Langsung ke konten utama

Kesenian Lokalitas Minangkabau: Salawat Dulang


Jurnalismuda.com -- Kesenian merupakan salah satu bagian dari kebudayaan dan sarana yang dapat digunakan sebagai cara untuk menuangkan rasa keindahan dari dalam jiwa manusia. Selain sebagai sarana untuk mengekspresikan rasa keindahan, kesenian juga berfungsi sebagai sarana untuk mempererat ikatan solidaritas dalam masyarakat. 

Salawat dulang adalah suatu kesenian tradisional Minangkabau yang bernuansa islami. Kesenian ini hidup dan berkembang dalam kehidupan masyarakat Minangkabau, Sumatera Barat. Dahulunya, kesenian ini sangatlah disukai dan digemari dalam kehidupan masyarakat Minangkabau. Hampir di semua pelosok desa, bahkan sampai ke kota masyarakat mengenal kesenian salawat dulang ini.

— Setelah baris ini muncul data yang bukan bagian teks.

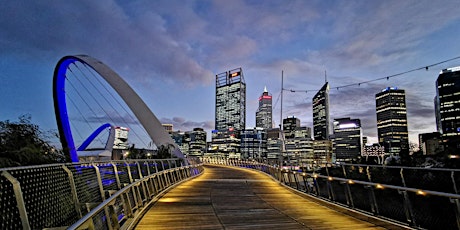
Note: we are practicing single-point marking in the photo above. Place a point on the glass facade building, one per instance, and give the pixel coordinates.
(230, 100)
(230, 117)
(448, 107)
(392, 121)
(320, 104)
(253, 143)
(264, 111)
(347, 139)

Dalam kehidupan masyarakat Minangkabau, kesenian salawat dulang disebut juga dengan salawaik talam (selawat talam)

Salawat dulang atau salawat talam merupakan salah satu sastra lisan  Minangkabau yang dimainkan melalui media dulang atau talam (benda yang terbuat dari kuningan dan biasa digunakan sebagai tempat hidangan makanan). Pada mulanya, kesenian salawat dulang berawal dari kisah perjalanan orang-orang Minangkabau, yang ahli dalam ilmu agama Islam yang belajar ke tanah Aceh. Di antaranya, adalah Syekh Burhanuddin. Kembalinya, Syekh Burhanuddin ke ranah Minang, ia memulai kariernya dengan berdakwah. Khususnya, ajaran yang disampaikan adalah ajaran tarekat yang cenderung berisi ajaran-ajaran tasawuf. Ketika Syekh Burhanuddin menetap di Pariaman, secara perlahan-lahan ajaran agama Islam mulai berkembang di daerah tersebut, hingga menyebar luas ke berbagai daerah di Minangkabau. Dalam menyampaikan dakwah, Syekh Burhanudin teringat pada suatu kesenian Aceh, di mana kesenian tersebut berfungsi sebagai sarana hiburan dan sekaligus sebagai sarana dalam menyampaikan dakwah agama Islam. Kemudian, Syekh Burhanuddin pun mempraktikkan kesenian itu dengan menggunakan dulang atau talam yang biasa digunakan oleh masyarakat Minangkabau sebagai alat untuk menghidangkan makanan. Sambil menabuh dulang, kesenian itu juga dimainkan dengan mendendangkan syair-syair Islam.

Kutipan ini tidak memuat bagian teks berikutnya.